From: David Gibson <david@gibson.dropbear.id.au>
To: paulus@samba.org, mpe@ellerman.id.au, benh@kernel.crashing.org
Cc: linuxppc-dev@lists.ozlabs.org, aik@ozlabs.ru, thuth@redhat.com,
lvivier@redhat.com, David Gibson <david@gibson.dropbear.id.au>
Subject: [RFCv2 7/9] pseries: Add support for hash table resizing
Date: Fri, 29 Jan 2016 16:24:01 +1100 [thread overview]

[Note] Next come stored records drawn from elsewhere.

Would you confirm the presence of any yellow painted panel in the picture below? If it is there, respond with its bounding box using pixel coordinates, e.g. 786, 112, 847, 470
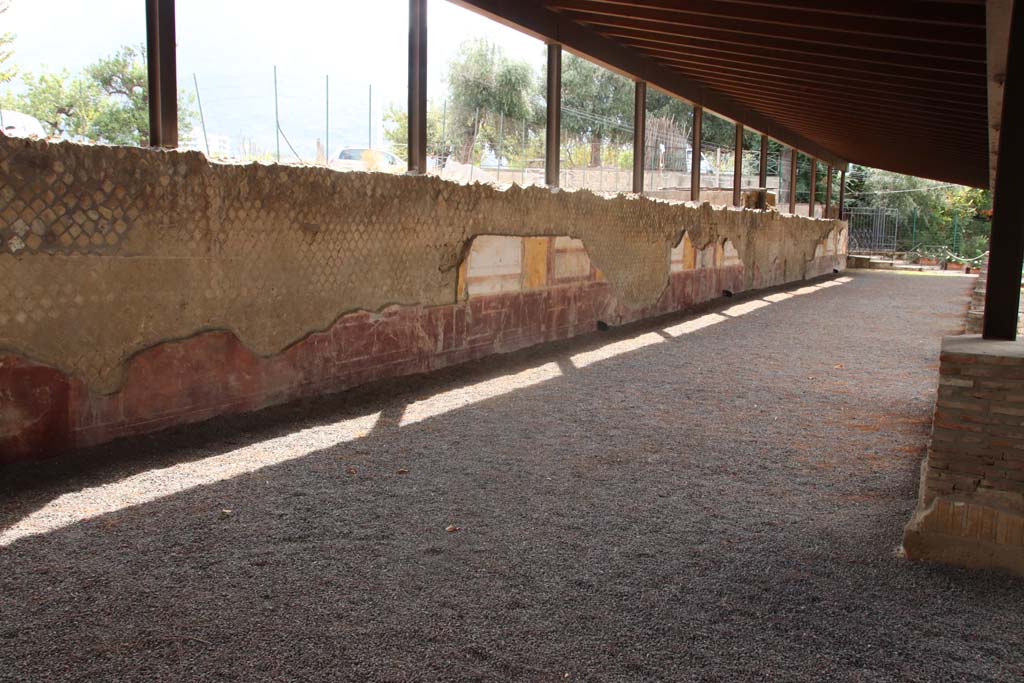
522, 238, 550, 290
456, 253, 469, 301
683, 232, 697, 270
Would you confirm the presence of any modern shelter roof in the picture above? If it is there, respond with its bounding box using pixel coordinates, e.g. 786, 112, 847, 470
460, 0, 989, 186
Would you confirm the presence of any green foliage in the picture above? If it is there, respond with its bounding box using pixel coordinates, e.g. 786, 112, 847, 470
0, 46, 196, 145
0, 0, 17, 84
846, 166, 992, 258
442, 39, 534, 163
562, 54, 635, 166
384, 104, 441, 161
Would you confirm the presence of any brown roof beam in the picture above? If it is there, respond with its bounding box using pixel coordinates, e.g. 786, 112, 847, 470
588, 22, 985, 78
547, 0, 985, 46
456, 0, 848, 169
652, 55, 987, 112
637, 45, 987, 96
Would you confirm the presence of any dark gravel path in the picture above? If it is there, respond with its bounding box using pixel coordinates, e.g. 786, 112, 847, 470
0, 271, 1024, 682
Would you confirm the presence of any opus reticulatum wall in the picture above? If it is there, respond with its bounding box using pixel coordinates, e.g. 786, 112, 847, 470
0, 137, 846, 462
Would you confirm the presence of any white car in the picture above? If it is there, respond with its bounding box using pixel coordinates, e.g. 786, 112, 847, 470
329, 147, 407, 173
0, 110, 46, 139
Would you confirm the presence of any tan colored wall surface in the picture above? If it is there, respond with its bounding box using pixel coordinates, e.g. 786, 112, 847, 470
903, 335, 1024, 575
0, 138, 838, 393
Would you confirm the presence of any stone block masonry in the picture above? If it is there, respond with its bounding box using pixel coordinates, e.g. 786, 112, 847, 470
0, 137, 846, 463
903, 335, 1024, 574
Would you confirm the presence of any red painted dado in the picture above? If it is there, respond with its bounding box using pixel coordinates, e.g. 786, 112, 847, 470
0, 260, 831, 463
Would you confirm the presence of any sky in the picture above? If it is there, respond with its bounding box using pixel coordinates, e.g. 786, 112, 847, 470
0, 0, 545, 161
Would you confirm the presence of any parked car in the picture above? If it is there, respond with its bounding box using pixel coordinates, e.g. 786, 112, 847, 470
329, 147, 407, 173
0, 110, 46, 138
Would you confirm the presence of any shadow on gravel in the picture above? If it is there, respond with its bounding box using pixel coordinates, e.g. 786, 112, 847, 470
0, 273, 1024, 682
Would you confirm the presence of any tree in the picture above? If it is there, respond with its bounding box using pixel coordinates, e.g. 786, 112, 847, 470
3, 70, 101, 138
384, 104, 441, 161
0, 0, 17, 84
2, 45, 196, 145
442, 39, 534, 164
562, 54, 635, 166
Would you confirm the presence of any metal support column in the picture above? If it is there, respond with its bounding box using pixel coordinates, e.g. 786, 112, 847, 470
982, 2, 1024, 341
790, 147, 800, 213
408, 0, 427, 174
758, 133, 768, 211
807, 157, 818, 218
839, 171, 846, 220
145, 0, 178, 147
690, 106, 703, 202
544, 43, 562, 187
732, 123, 743, 206
633, 81, 647, 195
824, 164, 833, 218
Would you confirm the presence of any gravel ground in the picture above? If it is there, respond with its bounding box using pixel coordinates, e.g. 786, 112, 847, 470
0, 271, 1024, 682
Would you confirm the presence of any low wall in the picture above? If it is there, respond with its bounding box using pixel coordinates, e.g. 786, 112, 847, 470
903, 335, 1024, 574
0, 138, 846, 462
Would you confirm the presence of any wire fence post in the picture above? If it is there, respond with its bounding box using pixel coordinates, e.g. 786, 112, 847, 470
522, 119, 528, 187
273, 65, 281, 164
497, 113, 505, 182
910, 207, 918, 249
193, 72, 210, 159
438, 97, 447, 165
469, 106, 480, 182
324, 75, 331, 164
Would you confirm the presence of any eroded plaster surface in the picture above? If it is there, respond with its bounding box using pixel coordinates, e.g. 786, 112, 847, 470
0, 138, 841, 393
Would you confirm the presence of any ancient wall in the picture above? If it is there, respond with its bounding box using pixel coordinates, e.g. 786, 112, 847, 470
0, 138, 846, 461
903, 335, 1024, 574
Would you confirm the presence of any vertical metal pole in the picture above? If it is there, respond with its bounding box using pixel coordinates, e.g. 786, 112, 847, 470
825, 164, 833, 218
839, 171, 846, 220
910, 207, 918, 249
758, 133, 768, 190
324, 76, 331, 164
497, 112, 505, 182
758, 133, 768, 211
807, 157, 818, 218
732, 123, 743, 206
145, 0, 178, 147
193, 72, 210, 159
790, 147, 800, 213
690, 106, 703, 202
522, 119, 529, 187
544, 43, 562, 187
409, 0, 427, 173
273, 65, 281, 164
615, 81, 647, 195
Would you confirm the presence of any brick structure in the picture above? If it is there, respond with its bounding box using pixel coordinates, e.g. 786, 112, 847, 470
0, 136, 846, 463
903, 335, 1024, 574
964, 256, 1024, 339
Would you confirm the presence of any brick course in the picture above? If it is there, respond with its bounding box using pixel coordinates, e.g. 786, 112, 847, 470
903, 335, 1024, 573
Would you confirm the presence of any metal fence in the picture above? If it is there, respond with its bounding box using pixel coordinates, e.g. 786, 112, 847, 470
845, 207, 899, 254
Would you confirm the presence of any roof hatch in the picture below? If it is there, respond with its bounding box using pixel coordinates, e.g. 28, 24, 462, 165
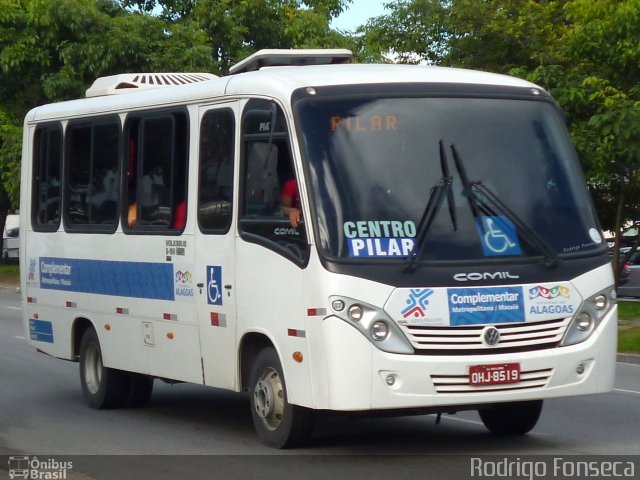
85, 73, 217, 97
229, 48, 353, 75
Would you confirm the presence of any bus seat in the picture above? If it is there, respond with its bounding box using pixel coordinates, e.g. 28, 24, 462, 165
245, 142, 280, 215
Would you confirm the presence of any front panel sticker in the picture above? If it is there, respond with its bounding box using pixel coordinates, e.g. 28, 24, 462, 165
384, 282, 582, 326
447, 287, 525, 325
343, 220, 416, 258
527, 284, 577, 320
476, 215, 522, 257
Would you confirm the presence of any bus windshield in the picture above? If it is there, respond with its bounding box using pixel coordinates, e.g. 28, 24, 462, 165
296, 96, 603, 262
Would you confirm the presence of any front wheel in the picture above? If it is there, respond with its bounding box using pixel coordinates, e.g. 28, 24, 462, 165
249, 348, 313, 448
478, 400, 542, 435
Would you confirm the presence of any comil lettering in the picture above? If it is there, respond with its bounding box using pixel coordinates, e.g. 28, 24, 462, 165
453, 272, 520, 282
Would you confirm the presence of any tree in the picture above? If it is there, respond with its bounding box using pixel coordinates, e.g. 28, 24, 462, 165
0, 0, 354, 224
0, 0, 212, 214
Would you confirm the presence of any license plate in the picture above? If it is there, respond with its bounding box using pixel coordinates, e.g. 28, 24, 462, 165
469, 363, 520, 385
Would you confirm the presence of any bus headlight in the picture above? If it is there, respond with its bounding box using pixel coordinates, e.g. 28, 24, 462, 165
329, 296, 414, 353
561, 287, 616, 346
369, 320, 389, 342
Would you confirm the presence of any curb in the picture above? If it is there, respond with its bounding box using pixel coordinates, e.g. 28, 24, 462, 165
616, 353, 640, 365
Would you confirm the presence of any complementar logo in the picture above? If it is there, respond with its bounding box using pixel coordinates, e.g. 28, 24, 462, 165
400, 288, 433, 318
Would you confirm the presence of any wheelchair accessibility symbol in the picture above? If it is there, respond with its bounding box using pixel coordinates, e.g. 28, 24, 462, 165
207, 265, 222, 305
476, 216, 522, 257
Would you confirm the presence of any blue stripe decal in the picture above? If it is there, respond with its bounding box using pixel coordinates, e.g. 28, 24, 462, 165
38, 257, 175, 300
29, 318, 53, 343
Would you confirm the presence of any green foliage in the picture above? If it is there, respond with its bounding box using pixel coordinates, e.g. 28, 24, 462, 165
360, 0, 640, 282
0, 0, 354, 207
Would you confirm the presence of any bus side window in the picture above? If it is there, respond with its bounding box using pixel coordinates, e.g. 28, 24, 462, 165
240, 100, 309, 265
198, 109, 235, 233
31, 123, 62, 231
123, 111, 188, 231
65, 118, 120, 232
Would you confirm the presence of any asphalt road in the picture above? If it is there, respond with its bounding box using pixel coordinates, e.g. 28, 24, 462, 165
0, 290, 640, 479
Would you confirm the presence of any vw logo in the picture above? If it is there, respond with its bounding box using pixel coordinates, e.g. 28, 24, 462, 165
482, 327, 500, 347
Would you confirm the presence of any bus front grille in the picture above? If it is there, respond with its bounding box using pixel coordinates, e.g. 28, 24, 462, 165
402, 317, 571, 355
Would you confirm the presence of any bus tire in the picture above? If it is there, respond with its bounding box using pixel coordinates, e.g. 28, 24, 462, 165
125, 373, 153, 408
80, 328, 130, 409
249, 347, 313, 448
478, 400, 542, 435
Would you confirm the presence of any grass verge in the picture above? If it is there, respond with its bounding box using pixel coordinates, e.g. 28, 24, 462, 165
618, 301, 640, 353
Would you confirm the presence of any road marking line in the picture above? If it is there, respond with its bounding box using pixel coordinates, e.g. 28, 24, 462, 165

Message-ID: <1454045043-25545-8-git-send-email-david@gibson.dropbear.id.au> (raw)
In-Reply-To: <1454045043-25545-1-git-send-email-david@gibson.dropbear.id.au>
This adds support for using experimental hypercalls to change the size
of the main hash page table while running as a PAPR guest. For now these
hypercalls are only in experimental qemu versions.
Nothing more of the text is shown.